In early Wednesday, the Palestinian Health Ministry in the Gaza Strip issued a “last” appeal to the world to provide the hospitals with fuel to save the lives of the wounded and other patients. “A last warning… (There are) a few hours left before the shutdown of the main electrical generators in both the Al-Shifa Medical Complex and the Indonesian Hospital,” Health Ministry spokesman Ashraf al-Qudra told reporters.
People in Gaza are facing a crisis of basic needs, including electricity and clean water, as Israel cuts off the supplies. They are currently dependent on humanitarian aid entering through the Rafah border crossing with Egypt.
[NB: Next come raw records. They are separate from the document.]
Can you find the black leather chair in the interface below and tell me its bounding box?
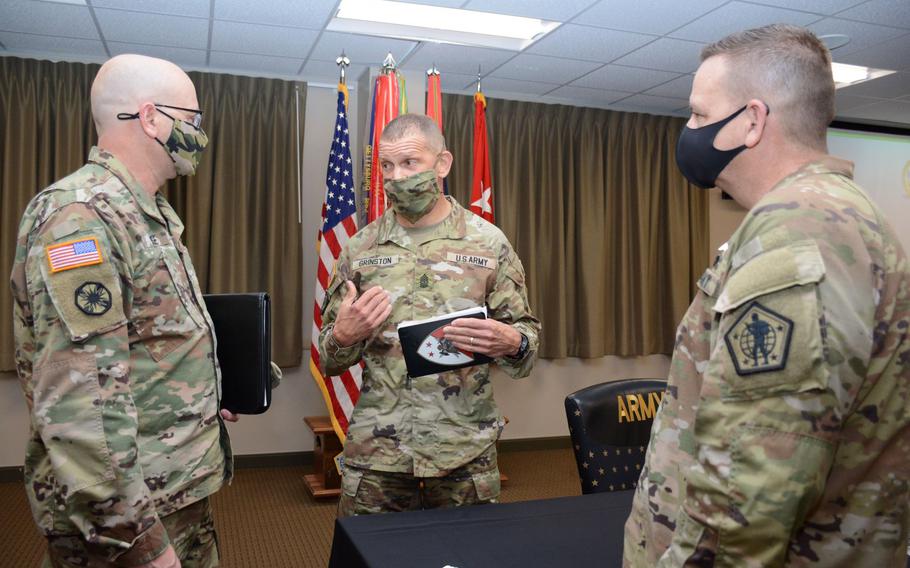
[566,379,667,493]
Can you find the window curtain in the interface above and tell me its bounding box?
[0,57,306,371]
[443,95,709,358]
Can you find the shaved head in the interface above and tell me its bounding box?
[91,54,198,135]
[380,114,446,153]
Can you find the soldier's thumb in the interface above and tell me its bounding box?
[344,280,357,304]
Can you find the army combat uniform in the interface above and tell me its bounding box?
[12,148,232,566]
[319,195,540,514]
[624,157,910,568]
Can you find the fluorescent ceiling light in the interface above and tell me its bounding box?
[831,63,894,89]
[326,0,559,51]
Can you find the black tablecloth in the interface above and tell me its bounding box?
[329,491,633,568]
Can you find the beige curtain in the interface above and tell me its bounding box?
[443,95,709,358]
[0,57,305,370]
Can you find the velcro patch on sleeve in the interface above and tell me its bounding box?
[44,237,104,274]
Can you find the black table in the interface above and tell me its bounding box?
[329,491,633,568]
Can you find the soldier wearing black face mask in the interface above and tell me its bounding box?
[623,25,910,568]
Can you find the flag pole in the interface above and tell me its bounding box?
[335,49,351,85]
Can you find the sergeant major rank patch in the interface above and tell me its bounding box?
[724,302,793,376]
[76,282,113,316]
[45,237,102,272]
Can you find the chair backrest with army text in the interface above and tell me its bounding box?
[566,379,667,493]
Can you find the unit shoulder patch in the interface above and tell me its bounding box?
[75,282,113,316]
[724,302,793,376]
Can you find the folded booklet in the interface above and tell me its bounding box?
[398,306,492,378]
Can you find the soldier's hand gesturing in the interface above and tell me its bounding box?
[445,318,521,359]
[332,280,392,347]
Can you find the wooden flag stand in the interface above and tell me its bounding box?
[303,416,341,499]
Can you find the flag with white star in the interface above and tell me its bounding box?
[310,85,363,441]
[471,91,496,223]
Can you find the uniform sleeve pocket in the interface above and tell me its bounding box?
[471,469,501,501]
[708,241,828,400]
[341,467,363,498]
[33,353,114,495]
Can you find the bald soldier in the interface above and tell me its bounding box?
[624,25,910,568]
[319,114,540,516]
[12,55,236,567]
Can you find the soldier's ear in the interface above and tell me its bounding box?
[436,150,455,178]
[138,102,164,138]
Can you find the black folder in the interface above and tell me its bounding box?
[398,308,492,378]
[203,292,272,414]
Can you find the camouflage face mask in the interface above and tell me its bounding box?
[383,170,439,223]
[155,109,209,176]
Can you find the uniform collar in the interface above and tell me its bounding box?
[771,156,853,192]
[377,195,467,248]
[88,146,167,225]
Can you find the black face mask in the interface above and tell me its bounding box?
[676,105,748,189]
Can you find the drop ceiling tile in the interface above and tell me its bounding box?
[301,59,367,84]
[481,77,555,95]
[809,18,907,56]
[645,75,695,98]
[837,72,910,99]
[547,85,629,105]
[92,0,212,18]
[0,0,101,40]
[572,0,727,35]
[841,101,910,124]
[619,95,689,112]
[668,2,820,42]
[834,35,910,71]
[209,51,303,76]
[95,8,209,49]
[491,53,601,85]
[572,65,679,93]
[613,37,707,73]
[212,20,318,59]
[837,0,910,29]
[609,101,674,116]
[465,0,595,22]
[408,0,468,8]
[107,41,205,68]
[213,0,338,30]
[402,43,515,76]
[834,89,882,111]
[0,32,107,59]
[751,0,866,16]
[310,32,417,67]
[526,24,656,63]
[439,73,477,94]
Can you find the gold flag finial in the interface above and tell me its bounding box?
[335,49,351,85]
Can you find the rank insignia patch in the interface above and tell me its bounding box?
[45,237,102,272]
[76,282,112,316]
[724,302,793,376]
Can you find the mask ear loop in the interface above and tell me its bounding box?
[117,107,179,165]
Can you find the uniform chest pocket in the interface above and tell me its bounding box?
[708,241,828,400]
[130,247,204,361]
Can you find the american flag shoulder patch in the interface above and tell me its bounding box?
[45,237,103,273]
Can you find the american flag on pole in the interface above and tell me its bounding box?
[310,84,363,442]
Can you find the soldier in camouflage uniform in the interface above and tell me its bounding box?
[12,55,236,567]
[624,25,910,567]
[319,115,540,516]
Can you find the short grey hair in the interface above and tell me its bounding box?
[701,24,834,151]
[380,114,446,152]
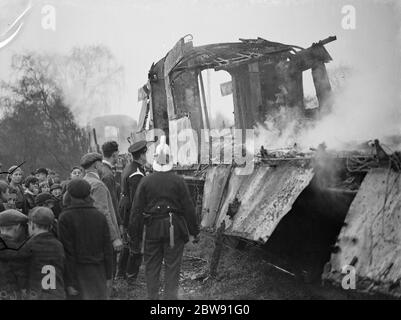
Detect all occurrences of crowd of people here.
[0,137,199,300]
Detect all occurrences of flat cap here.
[35,168,49,175]
[28,207,54,226]
[81,152,103,169]
[0,209,28,227]
[128,140,147,153]
[50,183,63,191]
[67,179,91,199]
[102,141,118,156]
[35,192,54,206]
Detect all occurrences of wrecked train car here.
[138,36,336,143]
[134,36,401,296]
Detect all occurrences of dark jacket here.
[99,162,121,225]
[23,192,36,215]
[119,161,145,227]
[0,235,29,300]
[22,232,65,300]
[58,199,113,288]
[129,172,199,241]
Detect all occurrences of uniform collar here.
[86,171,100,180]
[102,159,114,169]
[132,160,144,170]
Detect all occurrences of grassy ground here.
[113,233,344,300]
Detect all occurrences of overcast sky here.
[0,0,400,123]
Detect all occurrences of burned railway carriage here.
[134,37,401,297]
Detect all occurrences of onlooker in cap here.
[22,207,65,300]
[0,210,28,300]
[35,193,60,237]
[47,170,58,187]
[23,176,39,214]
[61,166,84,194]
[7,166,25,213]
[4,187,18,211]
[35,192,55,209]
[81,152,122,255]
[0,209,28,242]
[35,168,49,183]
[0,180,10,212]
[58,179,113,300]
[50,183,63,198]
[70,166,84,180]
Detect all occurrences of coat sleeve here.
[124,175,143,226]
[91,184,120,242]
[102,174,121,225]
[180,179,199,236]
[103,215,113,280]
[128,180,146,238]
[58,215,78,288]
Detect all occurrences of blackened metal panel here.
[323,168,401,298]
[202,163,314,242]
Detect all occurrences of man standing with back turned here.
[129,136,199,300]
[81,152,122,262]
[117,140,147,282]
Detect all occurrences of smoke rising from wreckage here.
[131,36,401,297]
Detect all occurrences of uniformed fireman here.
[117,140,148,281]
[129,137,199,300]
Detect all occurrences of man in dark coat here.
[99,141,121,225]
[0,180,10,212]
[0,209,28,300]
[58,179,113,300]
[23,176,39,215]
[117,140,147,281]
[21,207,65,300]
[129,137,199,299]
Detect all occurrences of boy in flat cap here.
[79,152,122,255]
[0,180,10,212]
[58,179,113,300]
[23,176,39,215]
[0,209,28,300]
[22,207,65,300]
[35,168,49,184]
[117,140,148,282]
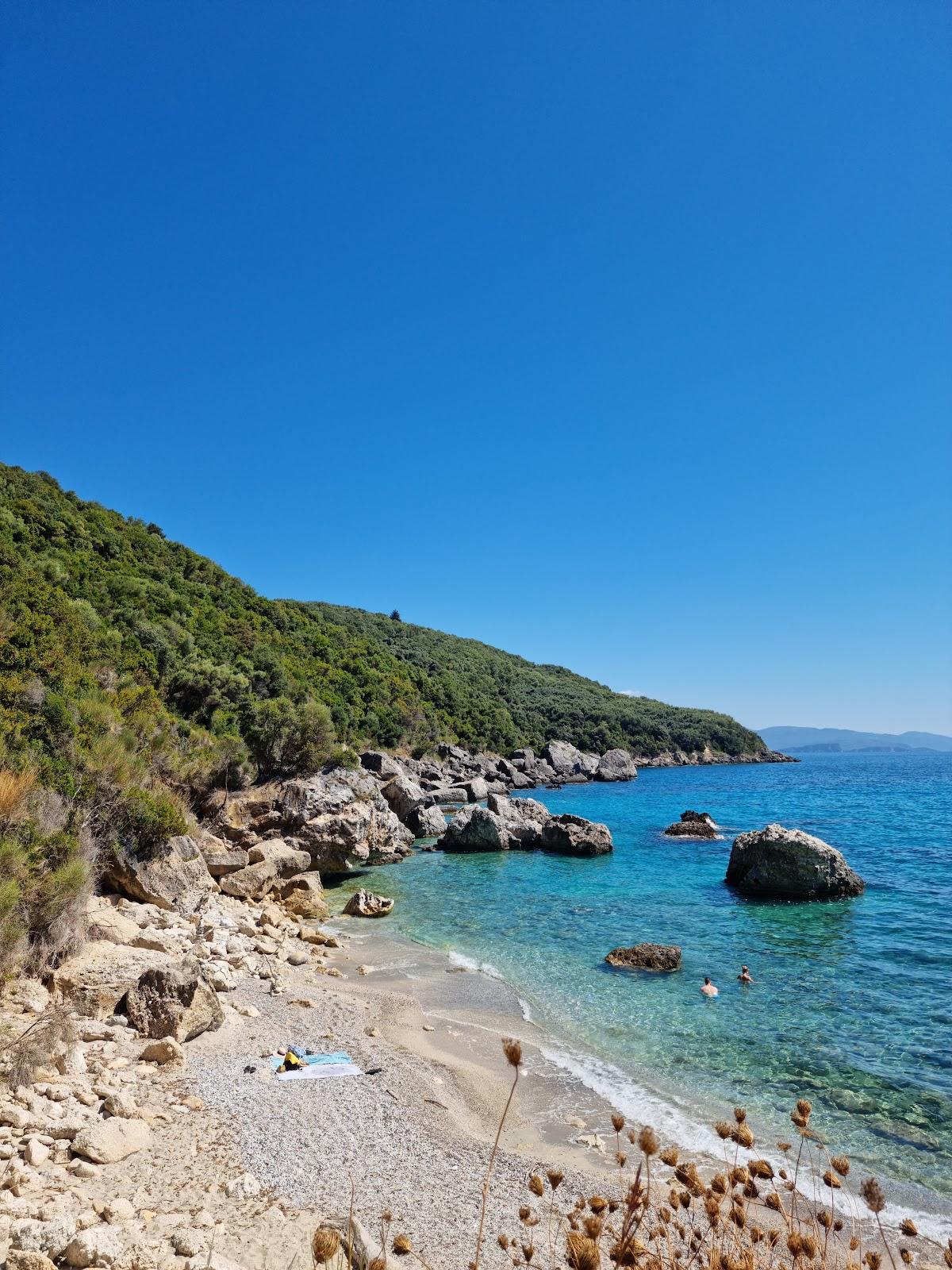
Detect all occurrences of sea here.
[340,753,952,1226]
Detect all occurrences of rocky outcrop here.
[344,887,393,917]
[725,824,865,899]
[438,794,612,856]
[542,815,613,856]
[217,768,414,873]
[281,870,330,921]
[664,811,717,838]
[406,805,447,838]
[103,837,216,914]
[125,959,225,1041]
[594,749,639,781]
[605,944,681,970]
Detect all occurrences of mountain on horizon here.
[758,725,952,754]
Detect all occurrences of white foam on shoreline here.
[447,949,505,983]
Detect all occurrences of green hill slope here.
[0,466,763,786]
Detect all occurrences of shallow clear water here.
[343,754,952,1209]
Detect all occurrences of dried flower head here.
[311,1226,340,1266]
[503,1037,522,1068]
[565,1230,599,1270]
[639,1126,658,1156]
[859,1177,886,1213]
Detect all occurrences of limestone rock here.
[594,749,639,781]
[381,773,427,824]
[218,859,278,900]
[406,805,447,838]
[344,887,393,917]
[542,815,613,856]
[63,1226,129,1270]
[138,1037,186,1065]
[51,940,165,1018]
[725,824,865,899]
[248,838,311,878]
[664,811,717,838]
[281,870,328,921]
[103,836,216,914]
[72,1116,152,1164]
[127,959,225,1041]
[605,944,681,970]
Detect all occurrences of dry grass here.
[313,1041,952,1270]
[0,1007,79,1090]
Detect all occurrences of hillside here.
[760,726,952,754]
[0,466,763,783]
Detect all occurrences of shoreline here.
[307,893,952,1242]
[270,899,952,1242]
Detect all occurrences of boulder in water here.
[344,887,393,917]
[725,824,866,899]
[605,944,681,970]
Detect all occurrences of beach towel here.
[269,1050,363,1081]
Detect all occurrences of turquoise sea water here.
[343,754,952,1213]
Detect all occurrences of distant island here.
[759,726,952,754]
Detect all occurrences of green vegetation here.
[0,465,763,965]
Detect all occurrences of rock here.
[127,959,225,1041]
[542,741,599,781]
[6,1249,56,1270]
[381,773,427,824]
[440,804,509,852]
[103,836,216,914]
[63,1226,129,1270]
[281,870,330,921]
[198,833,250,878]
[344,887,393,917]
[218,860,278,900]
[248,838,311,878]
[463,776,489,802]
[406,806,447,838]
[594,749,639,781]
[51,940,165,1020]
[605,944,681,970]
[225,1173,262,1199]
[86,895,140,944]
[360,749,404,781]
[664,811,717,838]
[10,1217,76,1261]
[725,824,865,899]
[138,1037,186,1065]
[23,1138,52,1168]
[542,815,613,856]
[72,1116,152,1164]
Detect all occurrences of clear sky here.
[0,0,952,733]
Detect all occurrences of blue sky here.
[0,0,952,733]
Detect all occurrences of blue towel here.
[268,1052,351,1072]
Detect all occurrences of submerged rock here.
[605,944,681,970]
[344,887,393,917]
[664,811,717,838]
[542,815,613,856]
[125,959,225,1041]
[725,824,866,899]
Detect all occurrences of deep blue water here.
[347,754,952,1206]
“It’s only about 48 hours left since this morning,” Retno said on Wednesday night. “We were in contact this morning before the shutdown of the main generator.”
Fikri Rofiul Haq, a volunteer from the Medical and Humanitarian Institute (MER-C) at the Indonesian Hospital, claimed that the electricity was still on in early Thursday. He also said that more than 100 deaths and 300 injured people were rushed to the hospital.
“Until this midnight, we continued to hear explosions,” Haq said.
Minister Retno emphasized that the government was trying to get fuel into Gaza for humanitarian reasons. “Again, this is for humanitarian reasons.”
It is hard to deliver fuel to the Gaza Strip because Israel fears the aid will be used for military purposes by the Palestinian militant group Hamas. Israel has allowed only a few aid trucks through the Rafah border crossing, but no fuel.
Israel insisted on maintaining the ban despite calls from United Nations (UN) agencies operating in Gaza, and overcrowded hospitals are at risk of collapse due to a power crisis.
In the early hours of Thursday, Nov. 2, the World Health Organization (WHO) reported that the Turkish-Palestinian Friendship Hospital, which is the leading cancer hospital in Gaza, was among the hospitals that were no longer functioning due to fuel shortages and damage caused by Israeli airstrikes in the area over the past 48 hours.